Saturday, 6 June 2026

La Famiglia: The Great Mafia War


La Famiglia is a little unusual. It is a game for exactly four players (like mahjong!), and it is played in teams of two. You are mafia families in Sicily, and you compete to control the most regions. You win immediately when you control 5 regions, or your team controls 6 regions. If no one achieves this after four rounds, the team controlling more regions wins. 


Every region on the map has three spaces. You need to control two out of three spaces to control a region. On the map the cubes are your gangsters. You can build drug factories which help you make money and boost your defence. You have cars which help you in offense. You have boats that give you mobility to attack more distant spaces. 

Every round consists of a planning phase and an execution phase. Two planning boards are used in the planning phase. There are player discs and neutral discs on one board, and on your turn you must move one to the other board. The space you move it to determines the action you get to perform, for example earning money, recruiting gangsters, deploying gangsters, buying cars and placing order tiles. Depending on whose disc you move and the space you move it to, there may be costs involved. This mechanism is actually worker placement but a little more elaborate. 

In the execution phase you reveal order tiles that have been placed on the map during the planning phase, and you execute them. This is when attacks take place. Not all order tiles are for attacking. Some are for defending. Fighting involves no dice. Being the attacker you can choose to use a brute force approach to resolve the attack, which is deterministic. However if you want to achieve better results, e.g. losing fewer people in the process, you can take a gamble and play a little mind game. This involves players playing cards face down and then they choose how to apply the opponent's card - to the opponent or to themselves. The end result might be better, or it can also be worse than using brute force.
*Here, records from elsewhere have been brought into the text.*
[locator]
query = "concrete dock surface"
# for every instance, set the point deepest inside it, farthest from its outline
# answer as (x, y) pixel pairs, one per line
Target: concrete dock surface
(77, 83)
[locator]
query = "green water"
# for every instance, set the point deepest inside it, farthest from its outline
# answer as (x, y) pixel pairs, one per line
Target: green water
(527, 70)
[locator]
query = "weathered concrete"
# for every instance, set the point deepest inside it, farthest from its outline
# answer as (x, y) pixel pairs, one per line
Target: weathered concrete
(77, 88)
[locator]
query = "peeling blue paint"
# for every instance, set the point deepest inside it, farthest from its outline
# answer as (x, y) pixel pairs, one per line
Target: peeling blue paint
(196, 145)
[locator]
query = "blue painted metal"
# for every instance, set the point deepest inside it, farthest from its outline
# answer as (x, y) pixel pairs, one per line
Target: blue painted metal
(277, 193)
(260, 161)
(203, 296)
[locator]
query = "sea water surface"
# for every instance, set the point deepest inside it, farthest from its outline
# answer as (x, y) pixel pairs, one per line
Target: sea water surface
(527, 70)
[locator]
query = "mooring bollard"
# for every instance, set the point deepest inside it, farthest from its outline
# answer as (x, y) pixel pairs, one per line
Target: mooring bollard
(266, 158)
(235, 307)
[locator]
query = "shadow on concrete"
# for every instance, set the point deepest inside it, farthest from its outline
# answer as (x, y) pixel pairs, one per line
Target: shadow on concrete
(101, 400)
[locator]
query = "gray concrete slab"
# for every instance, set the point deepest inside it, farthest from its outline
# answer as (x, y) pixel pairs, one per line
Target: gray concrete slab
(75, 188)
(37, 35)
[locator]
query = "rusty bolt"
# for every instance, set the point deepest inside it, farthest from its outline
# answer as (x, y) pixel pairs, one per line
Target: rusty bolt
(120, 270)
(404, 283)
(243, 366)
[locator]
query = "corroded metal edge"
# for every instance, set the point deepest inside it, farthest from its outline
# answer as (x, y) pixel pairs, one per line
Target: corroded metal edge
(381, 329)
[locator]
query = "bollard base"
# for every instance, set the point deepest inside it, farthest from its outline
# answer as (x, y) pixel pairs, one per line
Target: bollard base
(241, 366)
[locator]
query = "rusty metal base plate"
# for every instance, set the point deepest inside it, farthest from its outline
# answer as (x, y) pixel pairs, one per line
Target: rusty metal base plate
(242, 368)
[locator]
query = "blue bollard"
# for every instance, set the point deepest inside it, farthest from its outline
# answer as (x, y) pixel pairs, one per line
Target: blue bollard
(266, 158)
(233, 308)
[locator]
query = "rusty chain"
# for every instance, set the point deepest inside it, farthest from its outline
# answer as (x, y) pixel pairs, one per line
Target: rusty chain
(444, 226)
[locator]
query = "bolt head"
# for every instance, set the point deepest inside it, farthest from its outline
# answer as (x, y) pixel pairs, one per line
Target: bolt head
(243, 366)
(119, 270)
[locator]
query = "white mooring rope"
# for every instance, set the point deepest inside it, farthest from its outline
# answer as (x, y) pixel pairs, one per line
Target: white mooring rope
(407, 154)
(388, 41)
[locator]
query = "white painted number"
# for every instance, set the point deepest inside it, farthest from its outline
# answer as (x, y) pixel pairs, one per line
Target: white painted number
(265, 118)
Every player has a player board. One of the things you can do is to remove discs from your player board. This upgrades your abilities, for example making your car bombs more destructive. When you improve beyond certain thresholds, you unlock new order tiles that are better than the basic ones you start with. Notice that the families in the games are a little different. They have different advanced order tiles. 


When you control regions, you enjoy special bonuses, for example, allowing you to recruit more gangsters. You can choose these bonuses but you need to coordinate this with your partner because you can’t both take the same one. These region bonuses allow you to customise your play.

This is generally a dudes on a map game, an area control game. You have to manage two important resources - money and gangsters. You attack, you defend. You do your best to control regions. There are neutral pieces on the map. In our game, I didn’t attack them much, because the other team was the bigger threat to me. In hindsight I should not have taken such a simplistic approach. After all, the goal is region control, not killing enemies. This is almost a perfect information game. The main uncertainties are the order tiles which are placed face-down, and the little mind game you can choose to play when you attack. There is much strategising and planning you can do. The game is confrontational. It is also calculative due to how deterministic most of the game is. The art is colourful, but make no mistake. This is a pretty serious game. 

I first saw the game at Essen 2024, and it's pretty!